La convocatoria a un debate sobre el estado de la justicia realizada por el colectivo denominado “Justicia legítima”, llenó los espacios públicos de la Biblioteca Nacional, abriendo el fuego sobre una auténtica lucha de sectores generada a partir del discurso de la presidenta Cristina Fernández sobre la necesaria democratización del poder.
Actora central de esta convocatoria es la procuradora Alejandra Gils Carbó, quien aboga por analizar la histórica estructura del Poder Judicial, habiendo llegado a la conclusión de que no se “vela por los valores democráticos” sino que se responde a “criterios elitistas”, para luego meterse de lleno en la influencia de los intereses corporativos y económicos.
Recordando el negociado que significaron las AFJP, Gils Carbó se interrogó: “¿Dónde estaba el furor de las medidas cautelares?, ¿alguna asociación de magistrados reclamó?”, dijo desafiante la procuradora, y estableció la necesidad de “identificar esa matriz burocrática y autoritaria para que sea removida”. Es curioso, cuanto menos, que Gils Carbó, quien ingresó al Poder Judicial en 1987, hable de acciones oscuras. Debiera conocerlas, ya que no es una recién llegada al sistema, como para no estar en condiciones de brindar detalle, modo y oportunidad de esos denunciados espacios oscuros y hablar genéricamente del tema.
Si hablamos de cuestiones corporativas y manos oscuras que forman estructuras cerradas en el ámbito del Poder Judicial, habría que tomar nota del modo en que esto ocurre. Dos entusiastas adherentes a la propuesta de Carbó, los jueces Mario Portela y Roberto Atilio Falcone, han ingresado a sus hijos al Poder Judicial sin que se conozca que hayan participado de concurso alguno, y logrando, sin otro pergamino que el que otorga el árbol genealógico, un posicionamiento por sobre la cadena de mérito del empleado promedio en la función judicial.

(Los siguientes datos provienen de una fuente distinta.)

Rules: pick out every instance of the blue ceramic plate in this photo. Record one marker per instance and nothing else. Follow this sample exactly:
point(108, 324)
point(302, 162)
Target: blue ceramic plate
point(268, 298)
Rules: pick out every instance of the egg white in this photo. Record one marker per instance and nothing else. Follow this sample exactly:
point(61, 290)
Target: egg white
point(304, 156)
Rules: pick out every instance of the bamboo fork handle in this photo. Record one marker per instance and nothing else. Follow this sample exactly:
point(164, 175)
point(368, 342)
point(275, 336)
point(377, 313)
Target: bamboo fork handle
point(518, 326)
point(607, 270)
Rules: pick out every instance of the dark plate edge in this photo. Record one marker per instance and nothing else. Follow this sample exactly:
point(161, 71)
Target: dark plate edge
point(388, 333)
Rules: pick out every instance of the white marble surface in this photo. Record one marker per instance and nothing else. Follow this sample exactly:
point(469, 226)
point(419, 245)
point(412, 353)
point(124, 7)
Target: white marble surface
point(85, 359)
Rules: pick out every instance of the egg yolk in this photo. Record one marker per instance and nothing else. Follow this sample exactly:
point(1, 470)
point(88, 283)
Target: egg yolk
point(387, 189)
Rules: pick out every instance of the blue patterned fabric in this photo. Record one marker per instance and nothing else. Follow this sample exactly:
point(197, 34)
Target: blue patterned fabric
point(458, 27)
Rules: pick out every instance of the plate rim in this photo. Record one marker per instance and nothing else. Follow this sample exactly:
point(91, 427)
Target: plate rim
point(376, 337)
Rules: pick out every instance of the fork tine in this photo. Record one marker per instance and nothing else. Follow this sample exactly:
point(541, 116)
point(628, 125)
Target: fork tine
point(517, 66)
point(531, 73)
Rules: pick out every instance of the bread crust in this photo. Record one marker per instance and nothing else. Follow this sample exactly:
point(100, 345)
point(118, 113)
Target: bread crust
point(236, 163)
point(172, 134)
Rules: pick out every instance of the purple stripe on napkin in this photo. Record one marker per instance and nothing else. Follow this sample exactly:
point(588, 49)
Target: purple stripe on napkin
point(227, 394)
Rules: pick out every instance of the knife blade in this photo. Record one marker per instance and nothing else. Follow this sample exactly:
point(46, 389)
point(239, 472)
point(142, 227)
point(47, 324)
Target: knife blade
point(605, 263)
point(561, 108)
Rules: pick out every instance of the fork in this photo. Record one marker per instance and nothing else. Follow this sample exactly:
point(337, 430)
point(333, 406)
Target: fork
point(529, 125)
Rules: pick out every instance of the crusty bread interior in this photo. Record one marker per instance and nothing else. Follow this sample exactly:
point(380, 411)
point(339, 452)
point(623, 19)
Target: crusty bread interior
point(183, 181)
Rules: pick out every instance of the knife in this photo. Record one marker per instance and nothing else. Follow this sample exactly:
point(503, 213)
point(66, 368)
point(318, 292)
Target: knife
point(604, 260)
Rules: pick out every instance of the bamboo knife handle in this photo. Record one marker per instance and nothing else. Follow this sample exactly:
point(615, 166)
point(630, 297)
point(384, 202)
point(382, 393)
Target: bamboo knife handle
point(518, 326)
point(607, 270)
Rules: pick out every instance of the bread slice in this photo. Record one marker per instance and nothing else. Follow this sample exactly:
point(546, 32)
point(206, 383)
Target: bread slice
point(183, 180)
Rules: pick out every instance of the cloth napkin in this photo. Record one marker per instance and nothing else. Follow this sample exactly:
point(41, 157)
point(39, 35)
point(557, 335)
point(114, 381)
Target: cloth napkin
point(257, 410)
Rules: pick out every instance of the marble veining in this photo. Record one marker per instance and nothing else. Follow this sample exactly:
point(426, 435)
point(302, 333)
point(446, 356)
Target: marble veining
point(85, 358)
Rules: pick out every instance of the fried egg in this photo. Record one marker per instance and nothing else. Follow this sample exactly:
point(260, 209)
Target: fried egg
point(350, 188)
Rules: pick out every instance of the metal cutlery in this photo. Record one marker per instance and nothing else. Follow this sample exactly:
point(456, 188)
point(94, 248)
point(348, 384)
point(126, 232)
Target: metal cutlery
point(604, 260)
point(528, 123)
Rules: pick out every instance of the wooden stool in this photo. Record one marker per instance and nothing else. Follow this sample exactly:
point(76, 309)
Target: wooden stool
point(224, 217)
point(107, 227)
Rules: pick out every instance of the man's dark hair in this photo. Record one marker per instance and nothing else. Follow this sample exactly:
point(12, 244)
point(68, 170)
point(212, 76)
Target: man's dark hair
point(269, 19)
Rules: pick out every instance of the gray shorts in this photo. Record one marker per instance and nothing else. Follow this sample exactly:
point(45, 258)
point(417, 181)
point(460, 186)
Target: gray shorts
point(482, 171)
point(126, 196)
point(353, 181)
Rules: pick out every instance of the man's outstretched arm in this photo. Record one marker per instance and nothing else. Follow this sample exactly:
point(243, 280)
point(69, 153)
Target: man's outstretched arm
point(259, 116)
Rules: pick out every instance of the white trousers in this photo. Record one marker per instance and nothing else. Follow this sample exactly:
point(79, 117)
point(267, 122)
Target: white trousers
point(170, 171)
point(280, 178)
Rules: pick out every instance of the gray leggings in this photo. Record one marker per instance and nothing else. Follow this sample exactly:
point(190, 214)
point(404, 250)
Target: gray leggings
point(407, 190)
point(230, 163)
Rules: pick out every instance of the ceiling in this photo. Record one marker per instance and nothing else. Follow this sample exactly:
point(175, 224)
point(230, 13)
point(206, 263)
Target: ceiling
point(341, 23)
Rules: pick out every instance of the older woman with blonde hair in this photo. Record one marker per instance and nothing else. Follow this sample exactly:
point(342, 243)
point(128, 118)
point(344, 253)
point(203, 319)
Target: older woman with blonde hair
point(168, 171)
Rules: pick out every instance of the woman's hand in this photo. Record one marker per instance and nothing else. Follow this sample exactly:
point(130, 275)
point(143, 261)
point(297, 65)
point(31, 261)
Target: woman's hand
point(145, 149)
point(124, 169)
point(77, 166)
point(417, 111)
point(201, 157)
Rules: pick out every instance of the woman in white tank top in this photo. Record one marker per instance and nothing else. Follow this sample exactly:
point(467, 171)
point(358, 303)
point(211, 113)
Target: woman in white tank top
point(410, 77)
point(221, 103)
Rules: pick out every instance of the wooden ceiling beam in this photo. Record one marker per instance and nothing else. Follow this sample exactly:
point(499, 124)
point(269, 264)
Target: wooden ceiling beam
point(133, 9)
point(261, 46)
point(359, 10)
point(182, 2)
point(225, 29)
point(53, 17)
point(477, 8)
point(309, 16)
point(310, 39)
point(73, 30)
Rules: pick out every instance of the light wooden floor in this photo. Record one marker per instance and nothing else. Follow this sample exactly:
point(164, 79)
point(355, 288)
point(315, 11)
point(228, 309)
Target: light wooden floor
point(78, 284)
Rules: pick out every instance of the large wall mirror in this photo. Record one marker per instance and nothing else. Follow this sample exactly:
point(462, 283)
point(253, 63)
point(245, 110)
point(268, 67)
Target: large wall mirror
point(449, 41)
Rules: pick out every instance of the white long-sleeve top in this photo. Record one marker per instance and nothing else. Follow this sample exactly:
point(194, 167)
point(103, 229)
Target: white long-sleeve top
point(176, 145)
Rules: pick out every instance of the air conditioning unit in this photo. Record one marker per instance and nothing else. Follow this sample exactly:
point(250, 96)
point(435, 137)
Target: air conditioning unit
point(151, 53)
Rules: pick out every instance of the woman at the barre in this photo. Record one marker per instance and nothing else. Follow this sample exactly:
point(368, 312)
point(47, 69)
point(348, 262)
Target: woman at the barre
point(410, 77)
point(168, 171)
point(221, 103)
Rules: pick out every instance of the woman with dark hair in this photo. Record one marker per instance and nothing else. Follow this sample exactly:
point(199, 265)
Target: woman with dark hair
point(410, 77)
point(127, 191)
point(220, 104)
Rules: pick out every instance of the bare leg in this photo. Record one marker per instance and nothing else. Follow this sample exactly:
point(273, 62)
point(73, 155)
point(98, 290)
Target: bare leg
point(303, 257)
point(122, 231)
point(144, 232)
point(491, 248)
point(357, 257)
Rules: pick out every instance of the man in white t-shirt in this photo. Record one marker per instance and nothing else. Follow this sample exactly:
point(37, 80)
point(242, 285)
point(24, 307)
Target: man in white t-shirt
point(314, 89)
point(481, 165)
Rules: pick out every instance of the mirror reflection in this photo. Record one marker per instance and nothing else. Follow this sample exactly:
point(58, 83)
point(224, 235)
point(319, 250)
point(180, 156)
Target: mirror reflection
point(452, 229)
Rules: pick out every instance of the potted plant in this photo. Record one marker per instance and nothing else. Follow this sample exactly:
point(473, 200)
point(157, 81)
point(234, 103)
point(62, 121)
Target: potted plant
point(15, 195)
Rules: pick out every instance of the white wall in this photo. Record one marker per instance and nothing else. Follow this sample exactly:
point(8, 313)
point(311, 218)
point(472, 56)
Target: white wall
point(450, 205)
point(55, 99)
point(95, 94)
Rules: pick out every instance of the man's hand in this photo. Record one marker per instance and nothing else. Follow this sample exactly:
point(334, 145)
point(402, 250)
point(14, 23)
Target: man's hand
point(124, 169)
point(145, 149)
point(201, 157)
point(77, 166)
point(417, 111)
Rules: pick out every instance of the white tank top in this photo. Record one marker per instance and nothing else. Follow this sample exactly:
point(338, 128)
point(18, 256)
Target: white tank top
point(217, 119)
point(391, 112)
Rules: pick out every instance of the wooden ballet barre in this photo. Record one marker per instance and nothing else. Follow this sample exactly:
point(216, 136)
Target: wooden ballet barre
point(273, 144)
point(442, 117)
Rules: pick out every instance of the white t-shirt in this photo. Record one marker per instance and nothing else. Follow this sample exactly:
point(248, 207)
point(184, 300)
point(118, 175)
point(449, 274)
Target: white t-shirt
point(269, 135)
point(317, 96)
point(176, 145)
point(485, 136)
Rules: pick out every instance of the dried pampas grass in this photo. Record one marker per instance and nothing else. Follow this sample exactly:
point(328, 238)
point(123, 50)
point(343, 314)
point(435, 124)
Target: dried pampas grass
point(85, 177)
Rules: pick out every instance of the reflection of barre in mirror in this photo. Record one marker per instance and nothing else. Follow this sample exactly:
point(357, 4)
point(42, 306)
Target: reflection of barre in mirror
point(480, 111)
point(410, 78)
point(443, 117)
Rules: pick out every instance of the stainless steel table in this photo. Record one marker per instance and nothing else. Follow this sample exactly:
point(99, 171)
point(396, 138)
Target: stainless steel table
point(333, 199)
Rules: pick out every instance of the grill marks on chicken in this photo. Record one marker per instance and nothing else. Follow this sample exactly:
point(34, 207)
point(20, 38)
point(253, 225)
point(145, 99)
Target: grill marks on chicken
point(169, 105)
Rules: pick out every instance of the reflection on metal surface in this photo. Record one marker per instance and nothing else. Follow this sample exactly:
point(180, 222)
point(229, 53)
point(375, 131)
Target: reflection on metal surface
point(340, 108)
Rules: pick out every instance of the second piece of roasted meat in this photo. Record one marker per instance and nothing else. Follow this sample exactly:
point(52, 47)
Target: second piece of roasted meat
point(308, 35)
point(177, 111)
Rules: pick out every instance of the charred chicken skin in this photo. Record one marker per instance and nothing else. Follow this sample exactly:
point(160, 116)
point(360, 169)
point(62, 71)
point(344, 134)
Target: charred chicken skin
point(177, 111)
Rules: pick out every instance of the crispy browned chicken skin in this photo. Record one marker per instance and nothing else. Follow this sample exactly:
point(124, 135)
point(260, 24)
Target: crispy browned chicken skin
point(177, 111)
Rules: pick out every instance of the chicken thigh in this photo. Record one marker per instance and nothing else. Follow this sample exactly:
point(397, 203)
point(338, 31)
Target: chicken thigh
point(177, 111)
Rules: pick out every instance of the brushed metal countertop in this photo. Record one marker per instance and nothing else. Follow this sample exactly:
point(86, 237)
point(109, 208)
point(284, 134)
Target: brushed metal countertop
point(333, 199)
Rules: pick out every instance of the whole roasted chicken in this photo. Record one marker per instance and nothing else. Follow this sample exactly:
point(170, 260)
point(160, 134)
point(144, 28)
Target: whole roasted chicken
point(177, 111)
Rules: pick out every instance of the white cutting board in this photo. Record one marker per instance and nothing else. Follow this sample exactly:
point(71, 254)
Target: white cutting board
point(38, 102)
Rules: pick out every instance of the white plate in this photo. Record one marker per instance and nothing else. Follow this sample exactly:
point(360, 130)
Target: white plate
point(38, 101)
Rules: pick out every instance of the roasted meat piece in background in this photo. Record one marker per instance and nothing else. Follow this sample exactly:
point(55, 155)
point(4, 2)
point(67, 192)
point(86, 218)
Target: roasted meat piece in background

En una suerte de sincericidio conseguido por “un ambiente de juvenilia”, como lo calificó la cronista de Página 12 Irina Hauser, el magistrado de la Casación Bonaerense Diego Carral señaló recientemente: “toda decisión que tomemos es una decisión política”, separándose así de la media de jueces y organizaciones de magistrados que se consideran a sí mismo apolíticos. “La imagen de la Justicia sin la venda me resulta más simpática”, apuntó sin ponerse colorado.
Exposiciones que claramente hablaron del tenor de la convocatoria fueron las de Beinusz Smukler, quien enfocó la cuestión en la necesidad de “definir el perfil del juez” para saber “qué juez se quiere” y generar jueces “con sensibilidad social”. “El carácter vitalicio del cargo no tiene nada que ver con la independencia”, desafió. También el fiscal ante la Cámara de Casación, Javier De Luca, estimó que “no se debe caer en la creencia de que independencia consiste en estar contra el Poder Ejecutivo” y bregó por la “eliminación de los privilegios y los conflictos de intereses”.
La Corte Suprema de Justicia de la Nación, expresada en su presidente Ricardo Lorenzetti, se ha mostrado en calma ante el desafío que supone esta ruptura visible de un poder del Estado que nunca fue homogéneo. Lorenzetti, hombre de cálculo político, entiende y sabe que en un año eleccionario, a más tardar en junio, estos cabildeos están destinados a invernar. Luego de la elección de octubre, todos contarán ganadas y perdidas, reiniciando un juego de poder que esencialmente involucra a la república y pagan en calidad de vida los ciudadanos de a pie.